Thursday, October 24, 2013

State still tops judicial campaign cash but for how long?

We may not see it happen again for some time.

Alabama judges raised and spent $4 million for their Supreme Court races in 2012, ranking No. 1 in candidate fundraising among all states with high court elections in the last election cycle, according to a new national report on judicial campaign fundraising released today.
Alabama candidates ranked fourth nationally for spending on air time to televise campaign ads ($3.4 million), and fifth in overall spending ($4 million), according to the biennial report, The New Politics of Judicial Elections 2011-12, which I helped research, write and edit.

Alabama has attracted the most spending by special interests seeking to elect favorable high court judges, some $51 million since 2000. But the 2012 election was the last desperate gasp by the old Alabama Democratic Party, which has since split in two and for now seems unable to field any credible candidates for statewide office.
The chief justice post and four of the eight associate justice positions were on the 2012 ballot in Alabama. The last election with that many six-year terms at stake, 2006, remains among the most expensive ever nationally for total spending ($14.5 million) and for a single seat (the $8.2 million chief justice race).

Normally, Alabama dispenses million-dollar judicial candidates like Pez candy. There were four in 2006.
But 2012 was an off year by Alabama judicial political standards. The sole credible Democratic candidate, Jefferson County Circuit Judge Robert Vance, didn’t even enter the field until less than three months before the general election. Despite spending northwards of $1 million in roughly 11 weeks, he couldn’t beat a disgraced former chief justice who was seeking political redemption, Roy Moore.
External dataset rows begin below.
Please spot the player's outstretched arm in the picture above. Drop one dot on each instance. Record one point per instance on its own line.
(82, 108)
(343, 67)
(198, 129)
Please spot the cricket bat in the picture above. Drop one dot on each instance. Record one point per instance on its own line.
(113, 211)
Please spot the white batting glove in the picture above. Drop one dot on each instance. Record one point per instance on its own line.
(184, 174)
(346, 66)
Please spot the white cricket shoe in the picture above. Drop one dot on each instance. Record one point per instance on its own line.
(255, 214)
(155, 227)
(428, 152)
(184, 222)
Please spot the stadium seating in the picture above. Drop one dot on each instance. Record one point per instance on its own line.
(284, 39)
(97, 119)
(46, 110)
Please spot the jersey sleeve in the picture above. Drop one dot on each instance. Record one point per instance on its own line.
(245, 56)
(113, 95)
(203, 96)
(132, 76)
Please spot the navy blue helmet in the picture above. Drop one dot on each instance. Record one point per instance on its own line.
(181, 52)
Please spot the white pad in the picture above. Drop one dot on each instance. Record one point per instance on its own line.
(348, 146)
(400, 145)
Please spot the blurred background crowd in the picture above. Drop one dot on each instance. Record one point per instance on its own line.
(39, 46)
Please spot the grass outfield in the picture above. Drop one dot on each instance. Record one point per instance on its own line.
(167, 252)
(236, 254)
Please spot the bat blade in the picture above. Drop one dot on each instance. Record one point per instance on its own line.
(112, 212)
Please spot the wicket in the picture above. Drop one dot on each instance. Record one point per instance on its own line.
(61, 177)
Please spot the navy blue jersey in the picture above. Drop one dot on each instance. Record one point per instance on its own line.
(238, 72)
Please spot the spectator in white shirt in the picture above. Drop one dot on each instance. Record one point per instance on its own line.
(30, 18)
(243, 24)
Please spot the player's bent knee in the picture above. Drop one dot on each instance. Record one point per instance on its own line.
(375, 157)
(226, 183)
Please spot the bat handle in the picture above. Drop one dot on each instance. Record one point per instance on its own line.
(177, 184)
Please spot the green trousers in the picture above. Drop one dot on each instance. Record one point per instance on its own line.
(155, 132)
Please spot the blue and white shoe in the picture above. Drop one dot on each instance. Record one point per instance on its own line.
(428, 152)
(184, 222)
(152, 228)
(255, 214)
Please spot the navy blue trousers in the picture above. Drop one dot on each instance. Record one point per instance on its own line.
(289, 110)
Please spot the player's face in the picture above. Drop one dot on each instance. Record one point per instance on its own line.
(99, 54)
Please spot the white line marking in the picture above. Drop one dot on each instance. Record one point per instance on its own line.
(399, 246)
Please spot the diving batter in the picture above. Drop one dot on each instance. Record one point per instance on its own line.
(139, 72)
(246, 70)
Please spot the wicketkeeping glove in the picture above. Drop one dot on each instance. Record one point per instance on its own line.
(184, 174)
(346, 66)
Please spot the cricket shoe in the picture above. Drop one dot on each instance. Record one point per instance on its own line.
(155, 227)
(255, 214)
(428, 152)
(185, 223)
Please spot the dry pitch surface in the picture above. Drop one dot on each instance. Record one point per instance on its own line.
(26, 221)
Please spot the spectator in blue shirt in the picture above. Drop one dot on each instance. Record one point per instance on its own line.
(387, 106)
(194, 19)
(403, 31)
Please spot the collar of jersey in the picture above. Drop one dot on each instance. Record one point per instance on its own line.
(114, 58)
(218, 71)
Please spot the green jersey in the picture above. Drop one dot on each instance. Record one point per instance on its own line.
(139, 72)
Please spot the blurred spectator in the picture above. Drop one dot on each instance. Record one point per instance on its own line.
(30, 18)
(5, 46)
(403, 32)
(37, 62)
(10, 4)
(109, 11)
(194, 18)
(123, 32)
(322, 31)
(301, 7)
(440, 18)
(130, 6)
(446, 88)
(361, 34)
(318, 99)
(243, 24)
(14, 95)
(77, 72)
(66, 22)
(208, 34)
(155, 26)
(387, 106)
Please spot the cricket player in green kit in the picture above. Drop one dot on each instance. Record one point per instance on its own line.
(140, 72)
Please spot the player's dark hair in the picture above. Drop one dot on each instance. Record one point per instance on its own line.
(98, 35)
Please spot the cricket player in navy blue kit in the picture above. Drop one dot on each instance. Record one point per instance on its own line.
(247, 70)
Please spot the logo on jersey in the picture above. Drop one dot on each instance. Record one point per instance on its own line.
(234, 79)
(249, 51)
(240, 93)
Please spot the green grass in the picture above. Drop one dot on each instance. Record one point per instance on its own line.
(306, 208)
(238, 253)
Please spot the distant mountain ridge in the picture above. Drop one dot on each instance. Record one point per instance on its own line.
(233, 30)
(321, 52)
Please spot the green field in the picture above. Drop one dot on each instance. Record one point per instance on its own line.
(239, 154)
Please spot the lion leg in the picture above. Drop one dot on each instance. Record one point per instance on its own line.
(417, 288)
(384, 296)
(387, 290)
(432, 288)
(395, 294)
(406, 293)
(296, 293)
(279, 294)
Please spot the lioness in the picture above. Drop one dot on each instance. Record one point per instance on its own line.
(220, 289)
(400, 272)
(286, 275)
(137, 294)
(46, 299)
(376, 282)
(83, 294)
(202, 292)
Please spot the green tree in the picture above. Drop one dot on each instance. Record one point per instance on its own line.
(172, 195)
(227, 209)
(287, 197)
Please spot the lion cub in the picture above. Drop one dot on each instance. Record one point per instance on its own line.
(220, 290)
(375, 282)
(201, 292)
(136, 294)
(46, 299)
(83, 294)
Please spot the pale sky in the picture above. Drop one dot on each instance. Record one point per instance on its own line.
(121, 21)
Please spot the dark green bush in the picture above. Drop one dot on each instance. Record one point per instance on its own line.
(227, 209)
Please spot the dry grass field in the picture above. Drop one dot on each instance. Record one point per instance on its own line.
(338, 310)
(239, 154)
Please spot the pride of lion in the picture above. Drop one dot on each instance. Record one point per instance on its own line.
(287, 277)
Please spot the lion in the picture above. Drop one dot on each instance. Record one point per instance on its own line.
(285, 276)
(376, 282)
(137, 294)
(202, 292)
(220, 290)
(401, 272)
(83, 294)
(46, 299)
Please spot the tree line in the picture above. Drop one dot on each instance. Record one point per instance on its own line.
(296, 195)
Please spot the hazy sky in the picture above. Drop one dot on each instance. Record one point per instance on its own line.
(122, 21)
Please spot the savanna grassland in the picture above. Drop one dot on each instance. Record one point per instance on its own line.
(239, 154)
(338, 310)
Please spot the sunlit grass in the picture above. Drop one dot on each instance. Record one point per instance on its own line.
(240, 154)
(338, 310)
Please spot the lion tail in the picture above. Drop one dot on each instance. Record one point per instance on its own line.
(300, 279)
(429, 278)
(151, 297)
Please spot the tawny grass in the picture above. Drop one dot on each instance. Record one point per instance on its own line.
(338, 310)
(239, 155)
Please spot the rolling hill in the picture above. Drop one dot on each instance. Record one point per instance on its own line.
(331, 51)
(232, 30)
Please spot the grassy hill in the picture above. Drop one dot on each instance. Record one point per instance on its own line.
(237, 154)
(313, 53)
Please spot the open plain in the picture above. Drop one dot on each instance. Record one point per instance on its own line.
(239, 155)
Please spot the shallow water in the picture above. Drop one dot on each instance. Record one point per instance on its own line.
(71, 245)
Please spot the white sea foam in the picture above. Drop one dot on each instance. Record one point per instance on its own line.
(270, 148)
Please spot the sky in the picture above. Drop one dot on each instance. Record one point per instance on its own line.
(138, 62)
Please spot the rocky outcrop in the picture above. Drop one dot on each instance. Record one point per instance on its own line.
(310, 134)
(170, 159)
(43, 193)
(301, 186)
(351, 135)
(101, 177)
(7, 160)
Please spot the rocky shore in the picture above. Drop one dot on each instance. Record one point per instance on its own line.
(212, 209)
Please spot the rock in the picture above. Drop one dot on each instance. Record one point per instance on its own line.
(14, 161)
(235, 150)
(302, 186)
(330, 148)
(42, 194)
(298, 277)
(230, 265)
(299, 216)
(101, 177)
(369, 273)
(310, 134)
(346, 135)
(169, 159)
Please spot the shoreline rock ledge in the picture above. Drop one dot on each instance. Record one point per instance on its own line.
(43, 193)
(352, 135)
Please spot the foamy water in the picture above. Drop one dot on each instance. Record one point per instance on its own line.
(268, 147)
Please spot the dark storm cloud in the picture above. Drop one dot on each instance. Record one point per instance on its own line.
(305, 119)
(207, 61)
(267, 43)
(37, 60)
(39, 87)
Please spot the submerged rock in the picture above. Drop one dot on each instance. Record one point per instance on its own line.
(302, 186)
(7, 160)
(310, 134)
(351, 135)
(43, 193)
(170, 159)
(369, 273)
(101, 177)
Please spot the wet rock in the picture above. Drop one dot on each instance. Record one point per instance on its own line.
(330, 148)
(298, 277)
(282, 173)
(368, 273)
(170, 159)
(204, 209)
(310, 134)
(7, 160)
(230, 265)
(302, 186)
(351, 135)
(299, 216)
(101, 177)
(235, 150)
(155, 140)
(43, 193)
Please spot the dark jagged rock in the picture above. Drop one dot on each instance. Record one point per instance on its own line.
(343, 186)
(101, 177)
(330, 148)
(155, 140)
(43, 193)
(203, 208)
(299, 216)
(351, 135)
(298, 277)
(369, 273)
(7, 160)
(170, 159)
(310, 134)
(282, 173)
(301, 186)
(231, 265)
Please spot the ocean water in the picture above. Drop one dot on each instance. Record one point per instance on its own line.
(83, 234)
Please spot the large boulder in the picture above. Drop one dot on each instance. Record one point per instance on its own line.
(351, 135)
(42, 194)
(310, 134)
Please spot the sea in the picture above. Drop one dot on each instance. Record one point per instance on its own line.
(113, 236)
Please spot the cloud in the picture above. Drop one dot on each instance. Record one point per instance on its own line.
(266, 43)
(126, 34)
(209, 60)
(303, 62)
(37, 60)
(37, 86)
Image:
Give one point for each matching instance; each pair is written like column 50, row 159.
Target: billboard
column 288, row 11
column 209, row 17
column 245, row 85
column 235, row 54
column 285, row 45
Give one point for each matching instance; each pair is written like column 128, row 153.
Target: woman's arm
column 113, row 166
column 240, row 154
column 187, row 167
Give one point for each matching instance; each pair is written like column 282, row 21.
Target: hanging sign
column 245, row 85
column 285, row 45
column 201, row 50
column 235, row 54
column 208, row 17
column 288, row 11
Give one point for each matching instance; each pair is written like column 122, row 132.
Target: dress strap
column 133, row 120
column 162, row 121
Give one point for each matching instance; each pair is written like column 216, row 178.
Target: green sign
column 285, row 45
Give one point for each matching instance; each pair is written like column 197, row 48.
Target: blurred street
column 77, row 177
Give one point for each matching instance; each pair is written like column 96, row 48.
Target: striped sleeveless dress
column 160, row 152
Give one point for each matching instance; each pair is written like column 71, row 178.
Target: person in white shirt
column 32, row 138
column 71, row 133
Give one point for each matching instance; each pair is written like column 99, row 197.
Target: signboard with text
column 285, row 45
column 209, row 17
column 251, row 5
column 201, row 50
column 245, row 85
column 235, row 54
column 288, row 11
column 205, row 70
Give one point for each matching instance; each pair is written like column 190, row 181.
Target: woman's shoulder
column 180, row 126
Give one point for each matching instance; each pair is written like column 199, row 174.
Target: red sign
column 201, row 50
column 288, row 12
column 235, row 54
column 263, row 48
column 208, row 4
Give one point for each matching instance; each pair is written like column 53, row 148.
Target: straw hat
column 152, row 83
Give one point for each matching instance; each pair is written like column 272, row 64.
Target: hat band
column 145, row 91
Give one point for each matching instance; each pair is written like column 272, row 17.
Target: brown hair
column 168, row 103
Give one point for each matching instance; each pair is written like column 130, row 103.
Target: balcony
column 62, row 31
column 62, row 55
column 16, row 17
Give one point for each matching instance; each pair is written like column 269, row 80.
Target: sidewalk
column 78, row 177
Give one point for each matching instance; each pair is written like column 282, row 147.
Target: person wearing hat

So while doing research for the 2011-2012 edition of New Politics, I was surprised to see Alabama still ranked so high nationally in campaign spending last election.
A decades-long battle for control of the Alabama Supreme Court pitted the old Democrat power structure, backed by plaintiff trial lawyers and the state teacher’s union, against Republican jurists and their corporate backers. Republican political operative Karl Rove, who cut his teeth politically by engineering a Republican takeover of the Texas high court in the 1980s, further honed his political skills by doing the same at the Alabama Supreme Court during the 1990s.

At the time, Alabama was one of several state battlegrounds in the tort wars, battles to limit legal money damages and civil liability for corporate and business interests. Those battleground states – including Texas, Ohio, Pennsylvania and Illinois – ended up decidedly pro-business. So much so, according to a 2012 study of their decisions by the Center for American Progress, those courts have recently sided with businesses in cases involving individual plaintiffs 70 percent of the time.
The majority on the Alabama Supreme Court switched from Democrat to Republican in 1998, and the takeover was completed in 2000. State Democrats tried to claw back, but never regained a solid grip.

Its glimmer of hope was Sue Bell Cobb, who was elected chief justice in 2006. By 2011, she was one of only two Democrats left holding any statewide office. When Cobb suddenly resigned that summer, state Democrat leaders were unable to recruit any credible judicial candidate for the 2012 race until the late insertion of Vance onto the ballot.
For the first time since Reconstruction, Democrats now are a minority in every branch of government. There are no Democrats among the state’s 19 appellate court judges.

Limited competition has meant the big money that had dominated Alabama judicial politics has gone elsewhere.
Research for the New Politics report identified 20 “Super Spenders,” organizations or individuals that have spent at least $1 million each to influence the outcome of one or more state Supreme Court races since 2000. Three are from Alabama.

On that list, the Business Council of Alabama ranks fourth ($6 million) and the Alabama Democratic Party is fifth ($5.6 million) in total spending from 2000-2012. The pro-business Alabama Civil Justice Reform Committee is 15th on the list ($2.8 million).
But that trio’s outlay was anemic in 2012 – less than $150,000 among all three combined.

Alabama Supreme Court candidate campaigns last election received far more money from personal loans than they did in contributions from the nationally ranked Super Spenders. (More on the loans in a future blog post.)
As the New Politics report notes in an essay on Alabama, the likely battles will be in Republican primaries for Alabama Supreme Court seats, at least until the state Democratic Party revives. And expensive races in those primary campaigns are unlikely.

How long will it be before Alabama loses its perch as the top state for special interest spending? Not long, if Michigan continues its torrid pace. The state ranked first in total spending in 2011-2012, at least $13 million. Spending there this century is nearly $41 million.
Since the 2000 elections, The New Politics report has been published by the Justice at Stake Campaign in Washington D.C., the Brennan Center for Justice at NYU School of Law and the National Institute on Money in State Politics in Montana.

When I worked at The Birmingham News, my beat included covering judicial politics, including the 2006 Alabama Supreme Court campaign. New Politics was a regular resource for me as a reporter. I’m proud to have been part of producing this edition.